Patents were either self-reported or their doctor referred them to study as having lipodystrophy from a specialist lipodystrophy assessment clinic. For the study they were clinically examined to confirm clinical body shape changes. There were a few individuals who only had metabolic elevations (cholesterol >6.5 mmol/l; fasting triglycerides >2.2 mol/l; diabetes). Participants had viral load <500 copies/ml (bDNA).
EFV 600 mg was substituted for the evening dose of PI with no overlap and people stayed on nucleoside analogues.
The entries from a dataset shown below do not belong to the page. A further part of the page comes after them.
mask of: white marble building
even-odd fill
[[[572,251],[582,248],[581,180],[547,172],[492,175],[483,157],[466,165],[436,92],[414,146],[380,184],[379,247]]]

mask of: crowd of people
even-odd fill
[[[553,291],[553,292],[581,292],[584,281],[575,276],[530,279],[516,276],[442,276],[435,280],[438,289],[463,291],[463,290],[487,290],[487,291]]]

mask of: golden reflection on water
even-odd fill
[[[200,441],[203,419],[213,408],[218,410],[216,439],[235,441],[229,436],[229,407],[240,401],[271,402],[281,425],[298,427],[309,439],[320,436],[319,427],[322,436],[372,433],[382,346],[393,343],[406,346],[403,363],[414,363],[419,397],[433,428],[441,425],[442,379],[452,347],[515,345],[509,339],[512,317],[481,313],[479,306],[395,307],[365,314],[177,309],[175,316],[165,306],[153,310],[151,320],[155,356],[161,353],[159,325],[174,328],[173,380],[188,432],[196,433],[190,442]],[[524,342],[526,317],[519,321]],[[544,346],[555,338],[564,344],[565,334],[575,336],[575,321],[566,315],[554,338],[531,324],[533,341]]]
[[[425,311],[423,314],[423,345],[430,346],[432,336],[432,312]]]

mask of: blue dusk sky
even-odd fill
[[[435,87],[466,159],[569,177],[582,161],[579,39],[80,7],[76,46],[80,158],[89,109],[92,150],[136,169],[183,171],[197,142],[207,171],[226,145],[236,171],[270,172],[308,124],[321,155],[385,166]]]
Abacavir was added in some patients on dual PI or with prior transient NNRTI exposure.
At baseline and every 3 months they performedfasting lipids, CD4s, viral load, insulin, testosterone, 2 hour glucose tolerance test, assessment of body composition by DEXA, anthropometrocs, and single slice-CT scan.
Moyle reported on two groups of patients: 9 (1 female, 8 male) who completed 48 weeks and 20 individuals ( 2 female, 18 male) who were out to 24 weeks. 8/9 and 18/20 were taking d4T/3TC. 7/9 and 15/20 were taking IDV as their PI. Three in the 20 person group were taking dual PI. CD4 counts were 231 in 9 person group and 408 in 20 person group. All participants had received mean 20 months prior PI therapy.
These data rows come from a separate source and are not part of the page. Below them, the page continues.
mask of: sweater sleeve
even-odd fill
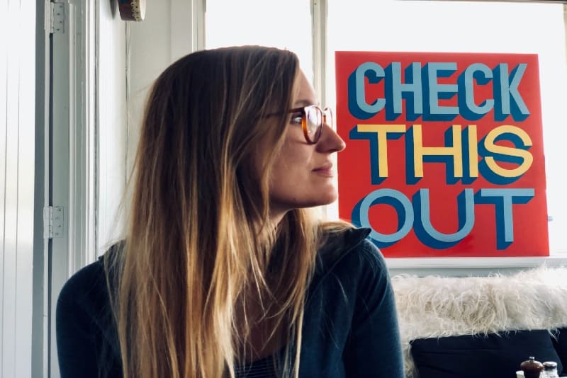
[[[61,378],[121,376],[108,326],[103,270],[95,263],[65,283],[57,299],[56,336]]]
[[[359,280],[349,341],[347,377],[403,378],[395,302],[382,254],[364,241],[358,256]]]

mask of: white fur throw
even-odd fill
[[[409,342],[567,326],[567,268],[512,275],[392,277],[407,378],[417,377]]]

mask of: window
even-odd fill
[[[208,0],[205,25],[206,48],[259,45],[288,50],[313,80],[308,1]]]

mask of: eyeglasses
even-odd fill
[[[321,110],[316,105],[310,105],[290,109],[287,113],[296,113],[291,115],[291,122],[301,125],[303,135],[310,144],[314,144],[319,140],[323,124],[332,127],[332,112],[330,108]]]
At baseline in cohort 1 (n=9, 48 weeks), clinical manifestations were: facial (5), legs (6), arms (5), abdomen (5), all above (1), metabolic only (1). Cohort 2 (24 weeks, n=20) clinical manifestations: facial (12), legs (13), arms (15) abdomen fat accumulation (16), all above (8), metabolic only (2).
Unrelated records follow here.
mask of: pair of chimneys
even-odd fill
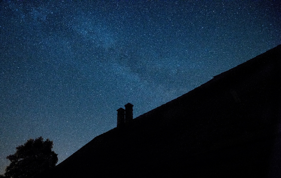
[[[133,107],[130,103],[125,104],[125,109],[120,108],[117,109],[117,127],[122,127],[133,120]]]

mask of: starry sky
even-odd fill
[[[0,2],[0,174],[29,139],[59,163],[127,103],[134,118],[281,43],[278,1],[29,1]]]

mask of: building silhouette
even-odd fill
[[[281,45],[99,135],[41,177],[281,175]]]

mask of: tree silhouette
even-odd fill
[[[54,167],[59,160],[58,154],[52,151],[53,141],[43,139],[42,137],[31,139],[16,147],[16,153],[7,157],[11,163],[5,170],[5,177],[31,177]]]

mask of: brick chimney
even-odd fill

In cohort 1 (48 weeks) 9/9 had viral load <50 copies/ml at week 48 and their CD4s increased 114. Two of 9 changed therapy: one person switched from EFV to NVP after 4 weeks due to concentration problems due to EFV, and a second person who switched from d4T to abacavir after 1 month due to neuropathy. In cohort 2 (24 weeks, n=20) 5 people added abacavir as mentioned above. One person switched from d4T to abacavir at week 40 due to elevated triglycerides. 19/20 had <50 copies/ml at week 24 except one person who stopped therapy due to PCP.
In both cohorts cholesterol and triglycerides were modestly but not significantly increased at week 48 compared to baseline. Moyle reported significant improvements in glucose tolerance. By patient survey partial improvements in appearance were reported. Also Moyle reported significant increased weight that was initially mostly in fat free mass although in cohort 1 there was non-significant fat increase. Previous reports have observed improvements in good cholesterol and decreases in bad cholesterol. In cohort 1 Moyle reported significant improvement (12%) in VAT (visceral adipose tissue- stomach fat) by CT scan. Moyle reported a significant correlation between baseline insulin resistance and triglycerides, consistent with diabetes, and insulin resistance and VAT (CT-scan).
However, Moyle reported 6/7 individuals who had abnormal glucose tolerance at baseline (>7.8 mmol/l) had a normal glucose tolerance test at week 24. In the 1/7 Moyle sais person had family history of diabetes. Regarding triglycerides 2/14 individuals reduced triglycerides from above to below normal (2.2 mmol/l). As well 2 individuals had normal baseline values that became abnormal at week 24. The same response was seen with cholesterol.